Na een korte tijd in Parijs te zijn geweest bracht Van Gogh de laatste maanden van zijn leven door in Auvers bij dr. Gachet. Ook hier was hij bijzonder produktief. In juli 1890 maakte hij met een schietwapen een einde aan zijn leven.

Er zijn ongeveer 850 schilderijen en een gelijk aantal tekeningen van hem bekend. Een belangrijke collectie, die ir. V.van Gogh erfde van zijn vader Theo, werd bijeen gebracht in het opgerichte rijksmuseum Vincent van Gogh. Er werd ook een Stichting Vincent van Gogh opgericht, die zich vanaf 1968 ging bezig houden met publikaties over werken van Vincent van Gogh.
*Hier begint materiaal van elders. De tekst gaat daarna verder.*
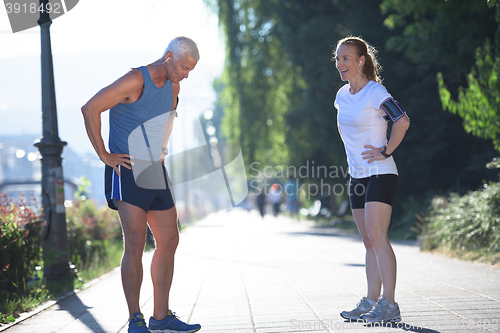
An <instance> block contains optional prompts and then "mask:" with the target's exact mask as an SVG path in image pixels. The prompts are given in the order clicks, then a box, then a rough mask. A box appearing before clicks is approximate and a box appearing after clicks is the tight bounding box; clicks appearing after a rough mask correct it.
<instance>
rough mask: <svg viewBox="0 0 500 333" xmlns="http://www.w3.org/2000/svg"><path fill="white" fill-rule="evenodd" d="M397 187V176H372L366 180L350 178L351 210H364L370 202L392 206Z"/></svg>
mask: <svg viewBox="0 0 500 333" xmlns="http://www.w3.org/2000/svg"><path fill="white" fill-rule="evenodd" d="M397 187H398V176H397V175H393V174H386V175H374V176H371V177H367V178H352V177H351V181H350V184H349V201H350V202H351V208H352V209H362V208H365V203H367V202H370V201H377V202H383V203H386V204H388V205H391V206H392V204H393V202H394V197H395V196H396V188H397Z"/></svg>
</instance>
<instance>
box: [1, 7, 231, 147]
mask: <svg viewBox="0 0 500 333" xmlns="http://www.w3.org/2000/svg"><path fill="white" fill-rule="evenodd" d="M36 2H37V3H38V1H36ZM50 31H51V41H52V54H53V60H54V76H55V87H56V101H57V111H58V122H59V137H60V138H61V140H63V141H66V142H68V145H69V147H71V148H72V149H73V150H75V151H77V152H80V153H94V151H93V148H92V146H91V145H90V142H89V140H88V138H87V135H86V132H85V126H84V123H83V118H82V116H81V112H80V108H81V106H82V105H84V104H85V103H86V102H87V101H88V100H89V99H90V98H91V97H92V96H93V95H94V94H95V93H97V92H98V91H99V90H100V89H101V88H103V87H105V86H107V85H108V84H110V83H112V82H113V81H114V80H116V79H117V78H118V77H120V76H121V75H123V74H124V73H126V72H127V71H128V69H129V68H132V67H138V66H141V65H147V64H149V63H152V62H154V61H155V60H157V59H158V58H160V56H161V55H162V54H163V52H164V50H165V48H166V47H167V45H168V42H169V41H170V40H171V39H172V38H174V37H176V36H180V35H183V36H188V37H190V38H192V39H193V40H194V41H195V42H196V43H197V45H198V48H199V51H200V56H201V58H200V61H199V62H198V64H197V66H196V68H195V69H194V70H193V71H192V72H191V73H190V76H189V78H188V79H187V80H184V81H182V82H181V92H180V95H179V96H180V101H181V102H180V107H181V106H183V107H184V109H185V110H186V111H187V112H188V113H189V116H190V117H191V118H192V119H194V118H197V117H198V116H199V115H200V114H202V113H203V112H205V111H207V110H209V109H210V108H211V107H212V105H213V102H214V101H215V94H214V92H213V89H212V83H213V80H214V79H215V78H216V77H218V76H219V75H220V74H221V72H222V67H223V63H224V57H225V51H224V41H223V36H222V32H221V30H220V28H219V27H218V18H217V15H216V14H215V13H214V12H213V11H212V10H211V9H209V8H207V7H206V6H205V4H204V2H203V0H141V1H138V0H105V1H102V0H80V1H79V3H78V4H77V6H76V7H74V8H73V9H72V10H70V11H68V12H67V13H66V14H64V15H62V16H60V17H58V18H57V19H54V21H53V22H52V25H51V28H50ZM40 80H41V78H40V27H38V26H37V27H34V28H31V29H28V30H25V31H22V32H18V33H12V31H11V28H10V23H9V19H8V16H7V12H6V9H5V7H4V6H1V7H0V119H1V121H0V136H4V135H19V134H34V135H40V136H41V130H42V129H41V87H40ZM102 119H103V120H102V123H103V137H104V141H105V142H107V131H108V124H107V121H108V120H107V112H105V113H104V114H103V118H102ZM174 131H175V128H174ZM184 137H186V136H185V135H184Z"/></svg>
In 1984 werd in Nuenen in het park een standbeeld van Vincent van Gogh onthuld door de commissaris van de koningin in Noord-Brabant, mr. A. van Agt. Het beeld is een schepping van de beeldhouwer Klaas van Rosmalen uit ’s-Hertogenbosch.

De gemeente Nuenen heeft hem posthuum in 1984 tot ereburger benoemd.

Bron: Vincent in Brabant, 1926; Van Goghpublikaties, v.a. 1968.